JACQUARD WEAVE
Jacquard is a style of "figure
weaving." It can be used to create elaborate designs and detailed images
of objects such as flowers and birds. This is done on a Jacquard loom, a device
invented in Lyons, France by Joseph-Marie Charles Jacquard in the early 1800s.
Before that time, figure weaves could only be made by more labor-intensive
techniques such as tapestry, adding extra yarns to the surface of another
weaving by hand (supplementary weft), using different sizes of yarns to make
parts of the pattern stand out (dobby weaving), or by using a draw loom.
Jacquard loom punched card
Draw looms were invented more than two
thousand years ago in China and are operated by two people. The weaver sits at
the front of the loom, adds the filling yarns, and beats them in place. An
assistant sits at the side of the loom and lifts combinations of dozens (or
even hundreds) of harnesses. These are frames with "heddles" that
hold one or more yarns in place. Joseph-Marie Jacquard modified the draw loom
by replacing harnesses with individual heddles attached to small weights. He
also used a series of metal punch cards that could tell the loom the order and
number of heddles to lift, replacing the need for a human assistant. Until the
invention of computers, Jacquard looms were the most complicated pieces of
machinery in the world. In fact, the punch cards used by early computers were
based on the Jacquard system. In a reversal of fortune, Jacquard looms now use
computers instead of cards to keep track of the pattern.
APPEARANCE AND USE
Jacquard fabrics have a distinct front and backside. The
front shows the design in crisp detail, but the back is covered with long
"floats." These floats are yarns that were carried on the back of the
fabric whenever they were not needed to form the design. Because the floats are
easily snagged, the back of a jacquard fabric must be lined or hidden. An easy
place to see floats is on the back of a clothing label-labels that are not
printed are generally jacquard weavings.
As the design becomes more complex and the number of
colors increases, more and more yarns have to be carried on the backside. This
can make the cloth very heavy. For this reason, many jacquard fabrics are
restricted for use in home furnishings. Brocade, made from silk or a synthetic
material such as polyester, is one of the few figure weaves light enough for
clothing. Although the mechanization of jacquard weaving has made it much less
expensive to produce, brocade is still worn primarily for special occasions.
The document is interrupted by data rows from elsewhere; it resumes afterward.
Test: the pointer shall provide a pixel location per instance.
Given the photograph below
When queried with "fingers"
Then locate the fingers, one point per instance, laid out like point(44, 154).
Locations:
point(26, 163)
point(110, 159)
Other figure weaves used in clothing, such as piqué and waffle weave, have a
small textured pattern created by using a series of different yarn sizes. These
patterns are less complicated than brocade and do not necessarily require a Jacquard
loom.
MODERN TAPESTRY
Damask is a one-color, relatively lightweight cotton or
linen jacquard fabric (originally produced on a draw loom) that is used for
elegant curtains and tablecloths. Small floats on the surface are ironed or
pounded flat (in a process called beetling) to make the cloth very smooth and
lustrous. Heavier jacquard fabrics are used for upholstery and accessories such
as shoes and handbags. Although these are sometimes called
"tapestry," real tapestries are extremely expensive and are made by a
very different process.
QUALITIES
Fabrics with
a jacquard weave are generally stronger and more resilient than those with
basic weaves. They are also usually lustrous (depending on the fibre type) with
intricate patterns and designs.
FABRICS WOVEN IN JACQUARD WEAVE
Brocade,
brocatelle, damask, jacquard taffeta, lampas, pashmina.